# Netbeans fester Code



## PrinzMartin (8. Nov 2007)

Moin Moin

ich stoße gerade bei meinem Netbeans auf ein Problem. Ich möchte gerne schön übersichtlich, wie ich es schon immer gemacht habe in einer Gui die ganzen Button Actions etc in eine eigene Klasse auslagern. Muss man sicherlich nicht aber wir machen dass im unterricht so (hat auch nen namen dieser Stil). Jetzt erzeugt Netbeans ja aber einen Uneditierbaren Code für seine Gui.... Also kann ich weder sagen, dass die Buttons als Typ cInteraktion (meine klasse) bekommen, noch, dass sie dort ihre Action finden....


gibt es eine Möglichkeit das auszuschalten? Bisher hab ich noch nichts gefunden... aber das müsste doch eigentlich jedem selbst überlassen bleiben, ob er in seinem Code rumpfuschen möchte oder?


grazie in anticipo

Martin


----------



## Wildcard (8. Nov 2007)

PrinzMartin hat gesagt.:
			
		

> gibt es eine Möglichkeit das auszuschalten? Bisher hab ich noch nichts gefunden... aber das müsste doch eigentlich jedem selbst überlassen bleiben, ob er in seinem Code rumpfuschen möchte oder?
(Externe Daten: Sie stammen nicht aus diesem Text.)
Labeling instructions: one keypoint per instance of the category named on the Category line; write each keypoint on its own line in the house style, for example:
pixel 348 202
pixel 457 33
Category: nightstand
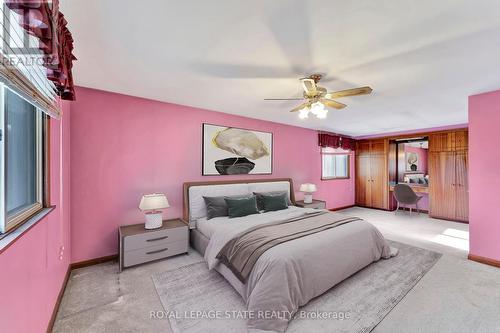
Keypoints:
pixel 139 245
pixel 316 204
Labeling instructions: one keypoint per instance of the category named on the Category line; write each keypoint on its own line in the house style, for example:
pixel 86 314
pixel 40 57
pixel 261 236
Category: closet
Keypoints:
pixel 448 182
pixel 372 173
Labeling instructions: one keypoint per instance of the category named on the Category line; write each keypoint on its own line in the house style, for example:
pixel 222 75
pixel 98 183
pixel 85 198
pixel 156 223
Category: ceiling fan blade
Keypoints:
pixel 332 103
pixel 309 86
pixel 350 92
pixel 283 99
pixel 301 106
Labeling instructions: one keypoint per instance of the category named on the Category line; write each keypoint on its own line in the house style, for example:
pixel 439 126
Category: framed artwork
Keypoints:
pixel 236 151
pixel 412 162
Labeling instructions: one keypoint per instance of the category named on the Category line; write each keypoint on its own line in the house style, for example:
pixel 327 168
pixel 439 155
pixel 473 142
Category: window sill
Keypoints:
pixel 10 237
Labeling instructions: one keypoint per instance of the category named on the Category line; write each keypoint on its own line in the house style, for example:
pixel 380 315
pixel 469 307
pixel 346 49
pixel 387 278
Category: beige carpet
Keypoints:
pixel 365 298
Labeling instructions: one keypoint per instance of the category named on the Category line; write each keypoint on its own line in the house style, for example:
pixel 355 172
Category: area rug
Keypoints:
pixel 198 300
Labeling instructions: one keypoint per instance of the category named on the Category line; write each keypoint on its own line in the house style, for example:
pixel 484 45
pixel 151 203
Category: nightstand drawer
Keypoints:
pixel 155 252
pixel 153 238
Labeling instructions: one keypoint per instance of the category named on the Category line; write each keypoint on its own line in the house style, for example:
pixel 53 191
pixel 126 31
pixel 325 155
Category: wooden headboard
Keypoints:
pixel 226 182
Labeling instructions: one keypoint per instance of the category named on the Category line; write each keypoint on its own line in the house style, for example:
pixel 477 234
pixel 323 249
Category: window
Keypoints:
pixel 21 156
pixel 335 164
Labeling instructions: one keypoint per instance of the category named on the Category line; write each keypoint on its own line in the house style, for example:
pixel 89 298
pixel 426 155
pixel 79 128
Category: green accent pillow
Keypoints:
pixel 238 207
pixel 274 202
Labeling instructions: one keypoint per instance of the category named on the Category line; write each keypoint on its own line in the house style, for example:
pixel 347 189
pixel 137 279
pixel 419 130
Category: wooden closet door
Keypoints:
pixel 462 186
pixel 378 181
pixel 363 193
pixel 442 192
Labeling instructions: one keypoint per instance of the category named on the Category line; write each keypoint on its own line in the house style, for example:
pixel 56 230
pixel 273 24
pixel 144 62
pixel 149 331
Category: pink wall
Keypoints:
pixel 422 157
pixel 32 273
pixel 417 131
pixel 484 182
pixel 123 147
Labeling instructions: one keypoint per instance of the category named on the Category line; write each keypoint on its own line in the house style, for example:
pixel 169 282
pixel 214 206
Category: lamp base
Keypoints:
pixel 307 198
pixel 153 221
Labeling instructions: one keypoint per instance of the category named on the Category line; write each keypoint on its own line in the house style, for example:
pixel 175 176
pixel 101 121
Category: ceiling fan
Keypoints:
pixel 318 97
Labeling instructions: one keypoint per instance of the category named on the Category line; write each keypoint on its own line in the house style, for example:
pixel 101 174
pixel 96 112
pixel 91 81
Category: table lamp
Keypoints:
pixel 151 205
pixel 308 189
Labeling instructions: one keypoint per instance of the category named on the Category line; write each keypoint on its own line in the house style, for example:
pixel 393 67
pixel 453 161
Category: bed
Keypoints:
pixel 290 273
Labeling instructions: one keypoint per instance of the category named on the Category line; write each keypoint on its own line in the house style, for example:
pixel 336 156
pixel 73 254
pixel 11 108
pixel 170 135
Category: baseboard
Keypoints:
pixel 340 208
pixel 50 326
pixel 94 261
pixel 484 260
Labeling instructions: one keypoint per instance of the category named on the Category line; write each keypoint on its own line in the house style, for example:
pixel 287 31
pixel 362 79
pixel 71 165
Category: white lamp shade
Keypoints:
pixel 153 201
pixel 309 188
Ebenso ist es jedem erlaubt seine GUIs selbst zu schreiben (halte ich für den besseren Weg).
Die Codeblocks kannst du nicht ausschalten, da Netbeans Metisse im Gegensatz zum Eclipse VE deinen Code nicht mehr zurückparsen kann.


----------



## *Hendrik (8. Nov 2007)

In NetBeans hast Du nur die Möglichkeit die Ereignisbehandlung durch eine

1. Innere Klasse
2. Anonyme innere Klasse oder
3. Hauptklasse

generieren zu lassen.

Das heißt aber nicht, dass Du die Ereignisse nicht an eine/Deine separate Listener-Klasse weiterleiten kannst.


----------



## PrinzMartin (8. Nov 2007)

naja Guis selber schreiben finde ich sehr umständlich, vor allen dingen, da man den Code ja eigentlich wirklich nicht übersichtlich oder so haben muss, da man ihn ja eigentlich nicht ändern will....

aber ich denke ich werde demnächst einfach eine alibi gui klasse machen, und von da aus den generierten Code in meine richtige Gui klasse einfügen... wenn ich dann änderungen mache, kann ich das in der alibi klasse und dann die Stellen ersetzten und trotzdem gibt es keinen Code blocker......


naja danke trotzdem


----------



## L-ectron-X (9. Nov 2007)

Benutze mal die Suchfunktion, das Thema haben wir mehrmals behandelt.
Man kann den Code schon editieren, nur ist diese Funktion nicht offensichtlich.


----------